I have an application which uses DirectX, and hence a left-handed world-coordinate systen, a view which looks down positive z and a projection which projects into the unit cube but with z from 0..1.
I'm porting this application to OpenGL, and OpenGL has a different coordinate system etc. In particular, it's right-handed, the view looks down along negative z, and the projection is into the real unit cube.
What is the easiest way to adapt the DirectX matrices to OpenGL? The world-space change seems to be easy, just by flipping the x-axis, but I'm not entirely sure how to change the view/projection. I can modify all of the matrices individually before multiplying them together and sending them off to my shader. If possible, I would like to stick with the DirectX based coordinate system as far down the pipeline as possible (i.e. I don't want to change where I place my objects, how I compute my view frustum, etc. -- ideally, I'll only apply some modification to the matrices right before handing them over to my shaders.)

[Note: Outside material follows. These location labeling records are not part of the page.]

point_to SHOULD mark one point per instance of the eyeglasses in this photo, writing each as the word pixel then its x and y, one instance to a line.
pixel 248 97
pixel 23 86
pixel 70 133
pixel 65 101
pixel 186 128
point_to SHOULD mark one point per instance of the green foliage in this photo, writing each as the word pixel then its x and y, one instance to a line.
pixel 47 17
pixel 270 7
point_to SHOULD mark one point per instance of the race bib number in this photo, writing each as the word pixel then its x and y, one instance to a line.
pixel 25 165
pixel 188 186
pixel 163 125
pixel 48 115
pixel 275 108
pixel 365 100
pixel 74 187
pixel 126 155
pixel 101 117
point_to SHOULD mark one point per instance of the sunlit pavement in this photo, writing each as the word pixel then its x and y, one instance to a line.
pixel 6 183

The answer is: There's no need to flip anything, only to tweak the depth range. OpenGL has -1..1, and DX has 0..1. You can use the DX matrices just as before, and only multiply a scale/bias matrix at the end on top of the projection matrix to scale the depth values from 0..1 to -1..1.
There is an age-old extension for OpenGL exactly for that: GL_ARB_TRANSPOSE_MATRIX. It transposes matrices on GPU and should be available on every video card.